Theaitetos: Welches?
Fremder: Daß eine Rede, wenn sie ist, notwendig eine Rede von etwas sein muß, von nichts aber unmöglich.
Theaitetos: So ist es.
Fremder: Und auch von einer gewissen Beschaffenheit muß sie sein.
Theaitetos: Unbedenklich.
Fremder: Nun laß uns recht aufmerken bei uns selbst!
Theaitetos: Das wollen wir.
Fremder: Ich will dir also eine Rede vortragen, indem ich eine Sache mit einer Handlung durch Hauptwort und Zeitwort verbinde; wovon aber die Rede ist, sollst du mir sagen.
Theaitetos: Das soll geschehen nach Vermögen. [263a]
Fremder: »Theaitetos sitzt.« Das ist doch nicht eine lange Rede?
Theaitetos: Nein, sondern sehr mäßig.
Fremder: Deine Sache ist also nun zu erklären, wovon sie ist, und was sie beschreibt?
Theaitetos: Offenbar von mir, und mich.
Fremder: Wie aber folgende wiederum?
Theaitetos: Was für eine?
Fremder: »Der Theaitetos, mit dem ich jetzt rede, fliegt.«
Theaitetos: Auch von dieser würde wohl niemand etwas der es sagen, als sie rede von mir und über mich.
Fremder: Und irgend eine Beschaffenheit, sagen wir, habe notwendig jede Rede?
Theaitetos: Ja. [b]
Fremder: Wie wollen wir also sagen, dass jede von diesen beschaffen sei?
Theaitetos: Die eine doch falsch, die andere wahr.
Fremder: Und die wahre sagt doch das Wirkliche von dir, dass es ist?
Theaitetos: Ja.
Fremder: Und die falsche von dem Wirklichen Verschiedenes?
Theaitetos: Ja.
Fremder: Also das Nichtwirkliche oder Nichtseiende sagt sie aus als seiend.
Theaitetos: Beinahe.
Fremder: Nämlich Seiendes, nur verschieden von dem Seienden in bezug auf dich. Denn in bezug auf jedes, sagten wir doch, gebe es viel Seiendes und viel Nichtseiendes.
Theaitetos: Offenbar freilich.
Fremder: [c] Die letzte Rede nun, welche ich von dir ausgesagt, war nach unserer vorigen Bestimmung darüber, was eine Rede ist, zuvörderst ganz notwendig eine der kürzesten.
Theaitetos: So waren wir eben wenigstens darüber einig geworden.
Fremder: Dann redete sie doch von etwas.
Theaitetos: Gewiß.
Fremder: Und wenn nicht von dir, dann gewiß von niemand anderem.
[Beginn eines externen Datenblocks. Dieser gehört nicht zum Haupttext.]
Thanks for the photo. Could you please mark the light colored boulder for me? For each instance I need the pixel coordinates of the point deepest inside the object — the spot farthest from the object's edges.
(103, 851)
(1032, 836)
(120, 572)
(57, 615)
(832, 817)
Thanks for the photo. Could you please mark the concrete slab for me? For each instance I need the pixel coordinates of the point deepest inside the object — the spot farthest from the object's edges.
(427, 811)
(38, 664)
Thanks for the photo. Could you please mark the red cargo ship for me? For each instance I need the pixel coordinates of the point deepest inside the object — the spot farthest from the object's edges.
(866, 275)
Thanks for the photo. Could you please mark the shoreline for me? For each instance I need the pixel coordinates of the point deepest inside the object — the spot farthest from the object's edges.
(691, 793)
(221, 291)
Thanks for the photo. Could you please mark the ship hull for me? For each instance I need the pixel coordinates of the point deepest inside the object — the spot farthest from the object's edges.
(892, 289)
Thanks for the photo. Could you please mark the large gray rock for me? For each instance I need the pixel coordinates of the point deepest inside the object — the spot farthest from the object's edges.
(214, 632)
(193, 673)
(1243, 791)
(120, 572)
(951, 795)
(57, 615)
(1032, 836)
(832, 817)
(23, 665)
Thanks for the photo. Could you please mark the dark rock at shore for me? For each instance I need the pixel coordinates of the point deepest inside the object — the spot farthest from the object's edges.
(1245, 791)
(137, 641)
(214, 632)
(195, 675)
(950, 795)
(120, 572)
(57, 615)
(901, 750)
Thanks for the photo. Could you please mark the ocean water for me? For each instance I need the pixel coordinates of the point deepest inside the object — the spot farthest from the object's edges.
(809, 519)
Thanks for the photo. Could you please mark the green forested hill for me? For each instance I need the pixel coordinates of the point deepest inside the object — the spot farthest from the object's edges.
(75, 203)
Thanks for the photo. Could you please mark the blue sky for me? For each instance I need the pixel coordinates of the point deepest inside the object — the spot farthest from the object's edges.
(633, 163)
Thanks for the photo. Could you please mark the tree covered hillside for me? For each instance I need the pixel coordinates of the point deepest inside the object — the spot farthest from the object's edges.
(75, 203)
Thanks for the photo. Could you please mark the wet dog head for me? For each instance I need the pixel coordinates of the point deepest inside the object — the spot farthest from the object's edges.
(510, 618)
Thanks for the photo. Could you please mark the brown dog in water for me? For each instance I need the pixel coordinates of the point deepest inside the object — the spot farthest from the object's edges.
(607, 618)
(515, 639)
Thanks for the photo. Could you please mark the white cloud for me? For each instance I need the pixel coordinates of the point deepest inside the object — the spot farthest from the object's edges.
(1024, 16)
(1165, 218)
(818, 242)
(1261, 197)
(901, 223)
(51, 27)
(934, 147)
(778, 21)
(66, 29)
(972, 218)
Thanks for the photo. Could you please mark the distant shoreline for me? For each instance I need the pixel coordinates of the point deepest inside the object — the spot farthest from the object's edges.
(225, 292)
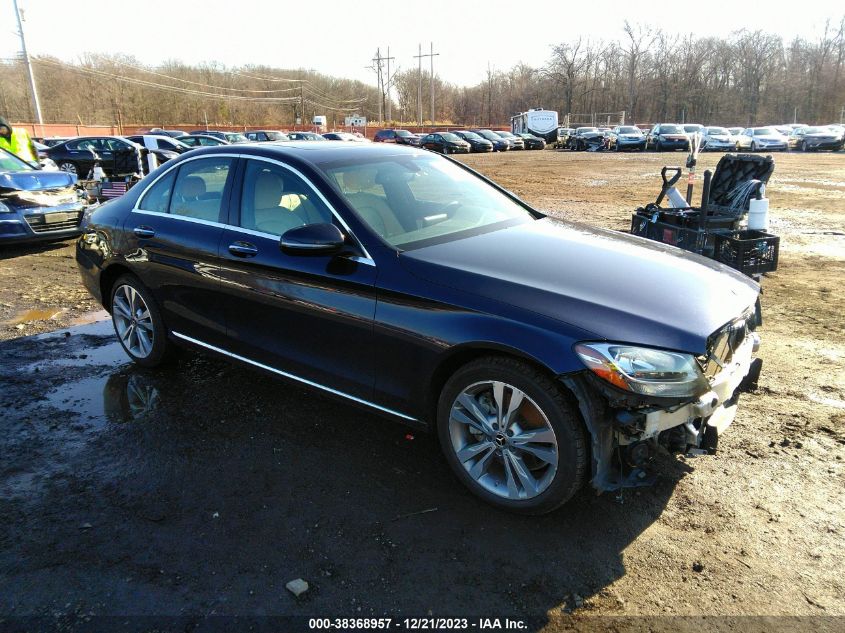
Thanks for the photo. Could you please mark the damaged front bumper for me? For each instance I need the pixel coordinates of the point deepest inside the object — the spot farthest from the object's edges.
(624, 439)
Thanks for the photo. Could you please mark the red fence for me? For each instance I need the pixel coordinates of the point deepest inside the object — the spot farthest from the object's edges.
(67, 129)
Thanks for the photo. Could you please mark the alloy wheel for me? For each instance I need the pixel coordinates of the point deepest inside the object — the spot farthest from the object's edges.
(133, 322)
(503, 440)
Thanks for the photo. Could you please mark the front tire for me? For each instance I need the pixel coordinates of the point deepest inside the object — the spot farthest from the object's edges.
(138, 324)
(511, 435)
(69, 167)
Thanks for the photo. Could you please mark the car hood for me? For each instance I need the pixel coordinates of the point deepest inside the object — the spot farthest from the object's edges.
(35, 180)
(612, 285)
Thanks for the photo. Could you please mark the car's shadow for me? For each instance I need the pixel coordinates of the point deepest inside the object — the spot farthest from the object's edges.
(204, 488)
(12, 250)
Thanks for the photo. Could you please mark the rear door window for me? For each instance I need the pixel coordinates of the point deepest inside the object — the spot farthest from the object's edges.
(199, 188)
(157, 197)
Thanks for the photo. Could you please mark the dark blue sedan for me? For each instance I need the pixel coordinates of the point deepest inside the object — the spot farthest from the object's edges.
(543, 354)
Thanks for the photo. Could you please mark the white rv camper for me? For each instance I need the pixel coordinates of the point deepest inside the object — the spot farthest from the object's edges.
(539, 122)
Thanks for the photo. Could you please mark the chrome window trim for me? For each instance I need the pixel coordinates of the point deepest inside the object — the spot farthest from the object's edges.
(292, 376)
(180, 217)
(366, 259)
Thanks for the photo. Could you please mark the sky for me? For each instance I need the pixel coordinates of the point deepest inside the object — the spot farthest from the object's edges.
(341, 38)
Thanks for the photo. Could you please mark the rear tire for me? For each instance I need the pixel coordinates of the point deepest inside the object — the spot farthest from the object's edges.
(529, 460)
(138, 324)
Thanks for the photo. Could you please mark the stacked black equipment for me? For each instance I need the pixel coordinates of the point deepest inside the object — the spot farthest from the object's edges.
(713, 228)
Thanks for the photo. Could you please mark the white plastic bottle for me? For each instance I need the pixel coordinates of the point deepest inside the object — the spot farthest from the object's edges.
(758, 214)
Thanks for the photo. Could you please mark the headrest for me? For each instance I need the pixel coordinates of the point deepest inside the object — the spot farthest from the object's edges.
(269, 187)
(192, 187)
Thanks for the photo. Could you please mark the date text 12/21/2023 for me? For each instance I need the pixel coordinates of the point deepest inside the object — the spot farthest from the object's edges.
(416, 624)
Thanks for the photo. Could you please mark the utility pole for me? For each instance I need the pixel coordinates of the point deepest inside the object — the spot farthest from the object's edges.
(431, 79)
(419, 85)
(431, 55)
(489, 95)
(36, 104)
(389, 100)
(383, 86)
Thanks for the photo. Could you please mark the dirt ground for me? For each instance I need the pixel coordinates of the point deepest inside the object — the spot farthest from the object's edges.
(113, 503)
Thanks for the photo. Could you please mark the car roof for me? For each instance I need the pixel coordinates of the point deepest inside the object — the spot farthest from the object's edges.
(312, 153)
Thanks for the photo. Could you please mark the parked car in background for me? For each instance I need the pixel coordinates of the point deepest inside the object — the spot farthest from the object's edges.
(838, 130)
(499, 144)
(157, 142)
(403, 282)
(476, 142)
(763, 138)
(261, 136)
(717, 139)
(400, 137)
(515, 141)
(693, 128)
(37, 205)
(229, 137)
(585, 137)
(44, 160)
(201, 140)
(305, 136)
(814, 138)
(667, 137)
(345, 136)
(160, 132)
(78, 156)
(624, 137)
(563, 135)
(445, 143)
(55, 140)
(531, 141)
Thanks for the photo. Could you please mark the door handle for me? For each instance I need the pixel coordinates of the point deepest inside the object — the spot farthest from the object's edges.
(243, 249)
(143, 231)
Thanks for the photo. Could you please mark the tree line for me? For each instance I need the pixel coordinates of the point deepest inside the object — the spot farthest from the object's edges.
(744, 78)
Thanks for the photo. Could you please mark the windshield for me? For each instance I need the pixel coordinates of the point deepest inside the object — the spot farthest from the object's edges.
(410, 200)
(490, 136)
(10, 162)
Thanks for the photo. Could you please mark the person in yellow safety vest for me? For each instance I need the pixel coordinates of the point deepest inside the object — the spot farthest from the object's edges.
(17, 141)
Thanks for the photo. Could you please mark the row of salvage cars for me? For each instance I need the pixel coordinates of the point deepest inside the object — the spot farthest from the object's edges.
(676, 136)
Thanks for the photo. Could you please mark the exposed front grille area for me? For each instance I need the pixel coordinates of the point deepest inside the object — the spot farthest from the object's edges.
(47, 222)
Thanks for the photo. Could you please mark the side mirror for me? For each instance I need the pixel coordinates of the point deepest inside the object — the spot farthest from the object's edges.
(313, 239)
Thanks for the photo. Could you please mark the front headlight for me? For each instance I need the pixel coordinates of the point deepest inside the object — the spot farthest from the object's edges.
(643, 370)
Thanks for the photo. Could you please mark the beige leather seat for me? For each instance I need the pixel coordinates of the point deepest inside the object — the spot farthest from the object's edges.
(191, 200)
(268, 213)
(372, 208)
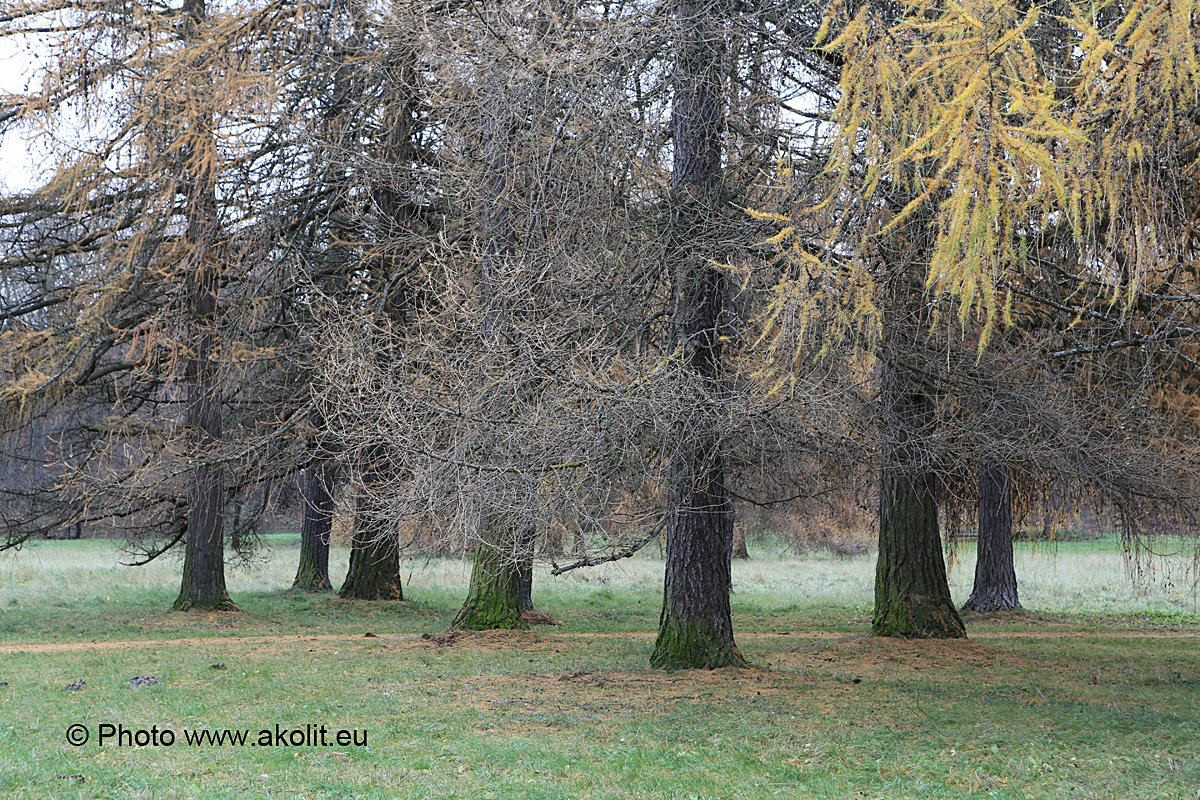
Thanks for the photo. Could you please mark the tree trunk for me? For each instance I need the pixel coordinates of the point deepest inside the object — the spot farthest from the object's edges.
(912, 596)
(525, 569)
(203, 582)
(375, 551)
(312, 572)
(696, 627)
(493, 599)
(739, 543)
(995, 585)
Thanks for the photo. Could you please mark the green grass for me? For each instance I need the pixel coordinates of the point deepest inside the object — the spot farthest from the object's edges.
(573, 710)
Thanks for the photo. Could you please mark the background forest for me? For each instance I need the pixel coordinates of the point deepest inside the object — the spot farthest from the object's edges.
(490, 277)
(697, 334)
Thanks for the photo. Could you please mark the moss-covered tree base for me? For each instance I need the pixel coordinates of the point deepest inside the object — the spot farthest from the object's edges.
(694, 647)
(213, 603)
(493, 600)
(373, 572)
(309, 578)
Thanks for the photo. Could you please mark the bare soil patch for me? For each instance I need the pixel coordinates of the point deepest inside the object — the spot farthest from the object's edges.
(501, 639)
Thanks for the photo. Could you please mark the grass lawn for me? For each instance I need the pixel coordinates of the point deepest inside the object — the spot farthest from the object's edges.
(1093, 692)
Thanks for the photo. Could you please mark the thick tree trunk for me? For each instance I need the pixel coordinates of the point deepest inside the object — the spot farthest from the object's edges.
(525, 569)
(696, 627)
(995, 584)
(312, 572)
(203, 582)
(375, 565)
(375, 551)
(493, 599)
(912, 596)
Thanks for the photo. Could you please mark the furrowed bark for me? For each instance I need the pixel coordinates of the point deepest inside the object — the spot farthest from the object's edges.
(203, 584)
(375, 551)
(493, 600)
(995, 582)
(912, 596)
(493, 597)
(696, 627)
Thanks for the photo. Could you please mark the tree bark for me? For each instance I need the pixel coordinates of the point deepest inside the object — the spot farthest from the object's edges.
(912, 596)
(493, 599)
(203, 584)
(312, 572)
(995, 584)
(739, 545)
(375, 551)
(696, 626)
(525, 569)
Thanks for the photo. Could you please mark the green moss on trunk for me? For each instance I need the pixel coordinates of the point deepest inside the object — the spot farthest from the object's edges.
(493, 599)
(694, 645)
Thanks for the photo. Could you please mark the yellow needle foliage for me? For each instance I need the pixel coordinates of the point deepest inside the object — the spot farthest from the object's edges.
(995, 125)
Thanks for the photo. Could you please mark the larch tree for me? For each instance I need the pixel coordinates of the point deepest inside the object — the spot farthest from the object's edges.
(973, 139)
(180, 205)
(695, 627)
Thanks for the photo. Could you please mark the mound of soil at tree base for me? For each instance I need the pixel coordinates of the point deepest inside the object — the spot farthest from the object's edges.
(875, 656)
(496, 639)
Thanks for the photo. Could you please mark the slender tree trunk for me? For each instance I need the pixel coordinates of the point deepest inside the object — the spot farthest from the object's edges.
(312, 572)
(912, 596)
(995, 584)
(739, 543)
(203, 582)
(525, 569)
(696, 626)
(493, 599)
(375, 551)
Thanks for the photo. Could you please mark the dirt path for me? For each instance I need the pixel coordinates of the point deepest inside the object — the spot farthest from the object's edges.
(225, 641)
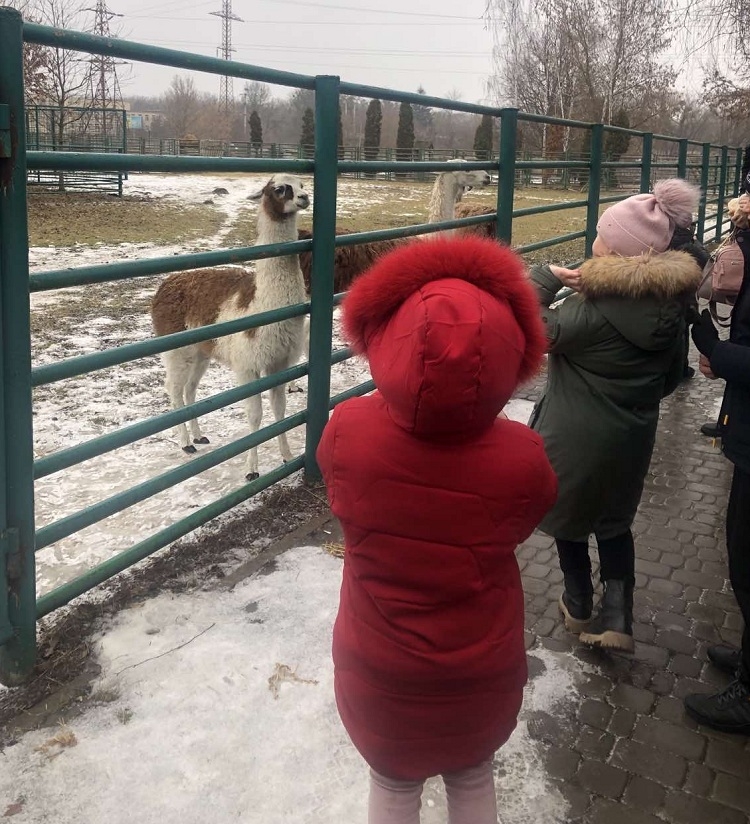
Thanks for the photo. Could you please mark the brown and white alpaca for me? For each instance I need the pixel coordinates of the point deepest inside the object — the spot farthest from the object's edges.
(351, 261)
(448, 190)
(204, 296)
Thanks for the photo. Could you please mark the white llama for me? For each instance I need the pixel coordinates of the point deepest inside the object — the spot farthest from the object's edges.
(203, 296)
(450, 187)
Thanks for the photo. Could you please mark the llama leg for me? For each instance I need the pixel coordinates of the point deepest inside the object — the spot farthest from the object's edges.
(254, 412)
(198, 370)
(278, 405)
(177, 365)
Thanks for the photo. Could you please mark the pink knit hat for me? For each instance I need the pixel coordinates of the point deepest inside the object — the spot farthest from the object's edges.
(647, 222)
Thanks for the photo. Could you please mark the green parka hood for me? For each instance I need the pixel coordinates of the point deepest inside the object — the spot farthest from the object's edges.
(659, 283)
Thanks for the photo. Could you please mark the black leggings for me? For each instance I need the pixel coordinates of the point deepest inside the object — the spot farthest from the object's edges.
(738, 546)
(616, 557)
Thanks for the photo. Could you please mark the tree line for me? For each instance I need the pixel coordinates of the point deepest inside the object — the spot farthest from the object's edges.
(613, 61)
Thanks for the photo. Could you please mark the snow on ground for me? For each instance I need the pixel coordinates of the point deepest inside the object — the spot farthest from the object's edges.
(76, 410)
(218, 706)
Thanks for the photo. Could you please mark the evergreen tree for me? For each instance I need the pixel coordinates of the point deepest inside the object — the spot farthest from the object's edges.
(307, 136)
(373, 125)
(405, 133)
(256, 131)
(483, 138)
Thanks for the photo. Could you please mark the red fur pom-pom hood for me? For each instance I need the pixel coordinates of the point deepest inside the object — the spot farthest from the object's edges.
(450, 328)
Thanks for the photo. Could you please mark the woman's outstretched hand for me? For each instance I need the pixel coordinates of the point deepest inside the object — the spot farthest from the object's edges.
(569, 277)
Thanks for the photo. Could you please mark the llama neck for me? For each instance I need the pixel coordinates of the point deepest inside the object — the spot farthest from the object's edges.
(278, 280)
(443, 199)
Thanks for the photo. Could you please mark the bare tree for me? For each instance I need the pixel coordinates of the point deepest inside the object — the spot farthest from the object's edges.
(68, 72)
(35, 58)
(181, 105)
(584, 59)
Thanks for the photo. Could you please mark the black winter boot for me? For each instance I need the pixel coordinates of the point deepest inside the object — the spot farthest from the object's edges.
(577, 601)
(613, 626)
(728, 710)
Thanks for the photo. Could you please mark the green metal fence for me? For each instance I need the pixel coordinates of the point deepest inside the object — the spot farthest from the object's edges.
(717, 169)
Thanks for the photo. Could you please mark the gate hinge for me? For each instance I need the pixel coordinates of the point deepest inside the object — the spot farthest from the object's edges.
(5, 147)
(10, 554)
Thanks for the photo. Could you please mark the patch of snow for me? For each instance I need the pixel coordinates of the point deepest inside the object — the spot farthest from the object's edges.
(218, 706)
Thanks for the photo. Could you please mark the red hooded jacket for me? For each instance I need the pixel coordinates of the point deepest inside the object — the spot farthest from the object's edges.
(434, 493)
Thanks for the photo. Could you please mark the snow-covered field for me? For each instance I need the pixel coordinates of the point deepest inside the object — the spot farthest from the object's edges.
(82, 320)
(218, 707)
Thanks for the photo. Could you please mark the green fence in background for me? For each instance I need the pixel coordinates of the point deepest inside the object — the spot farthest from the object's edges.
(716, 168)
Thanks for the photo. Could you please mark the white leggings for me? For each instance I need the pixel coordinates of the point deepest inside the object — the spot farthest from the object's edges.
(470, 795)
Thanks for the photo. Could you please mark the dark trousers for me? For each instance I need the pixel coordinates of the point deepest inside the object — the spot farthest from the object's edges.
(738, 549)
(616, 557)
Theaitetos: Freilich nicht.
Fremder: Und redete sie von nichts, so wäre sie ganz und gar keine Rede. Denn wir haben gezeigt, es sei ganz unmöglich, daß, was eine Rede ist, eine Rede von nichts sein sollte.
Theaitetos: Vollkommen richtig.
Fremder: [d] Wird also von dir Verschiedenes als identisch ausgesagt und Nichtseiendes als seiend, so wird eine solche aus Zeitwörtern und Hauptwörtern entstehende Zusammenstellung wirklich und wahrhaft eine falsche Rede.
Theaitetos: Vollkommen wahr.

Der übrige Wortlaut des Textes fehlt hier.